The German word “Flüchtlinge,” translated to mean refugees, was selected by the Society for the German Language as its Word of the Year after nearly 12 months of roughly one million newcomers flowing into the western European country, Reuters reported Friday. “Flüchtlinge” is derived from the German verb “fluechten” — meaning “to flee” — and the suffix “ling,” which denotes a person characterized by a certain trait. The jury that selected the term said they did so because the term stood for the “dominant theme of the year.”
The jury made its selection out of some 2,500 other suggestions for terms that encapsulated the country’s political, economic and social events over the past year, German broadcaster Deutsche Welle reported.

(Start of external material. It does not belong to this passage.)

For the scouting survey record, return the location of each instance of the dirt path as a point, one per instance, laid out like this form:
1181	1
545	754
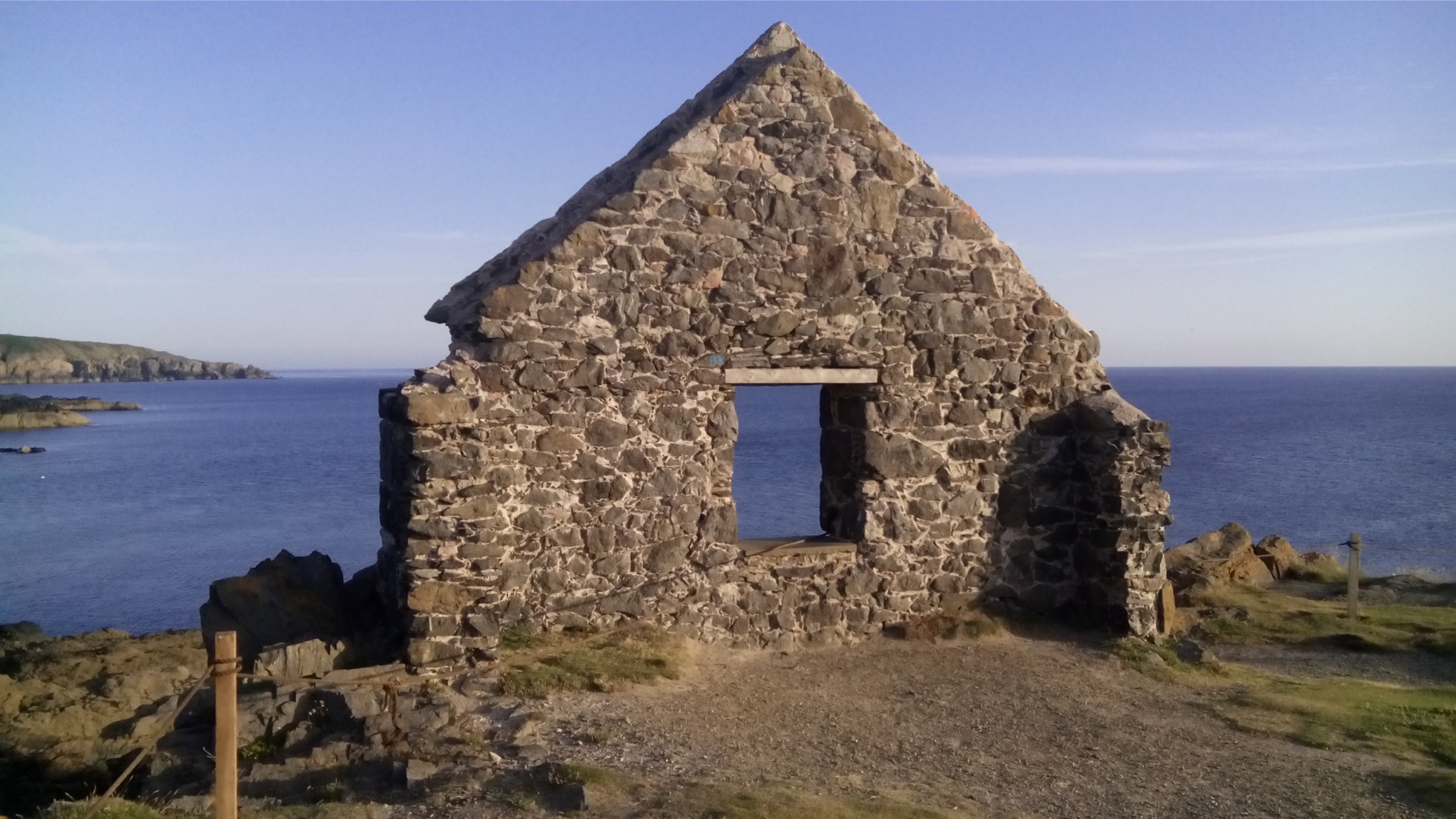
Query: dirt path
1045	726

German Chancellor Angela Merkel has received worldwide recognition for her willingness to open Germany’s borders to refugees hailing mostly from the Middle East. She was named Wednesday as Time Magazine’s Person of the Year for standing her ground on the refugee crisis, despite growing discontent among Germans. Merkel’s approval rating is the lowest it’s been in four years, and political rivals have attacked her for allowing what they say is uncontrolled immigration to continue.
“Not once or twice but three times there has been reason to wonder this year whether Europe could continue to exist, not culturally or geographically but as a historic experiment in ambitious stagecraft,” Time editor Nancy Gibbs wrote in the entry on Merkel. “You can agree with her or not, but she is not taking the easy road.”
In second place for Germany’s Word of the Year was the French phrase “Je suis Charlie,” which was popularized after January’s attacks on Charlie Hebdo, the Paris-based satirical newspaper. Last year’s Word of the Year was “Lichtgrenze,” meaning “border of light.” The term referred to the wall of illuminated balloons set loose on the 25th anniversary of the toppling of the Berlin Wall.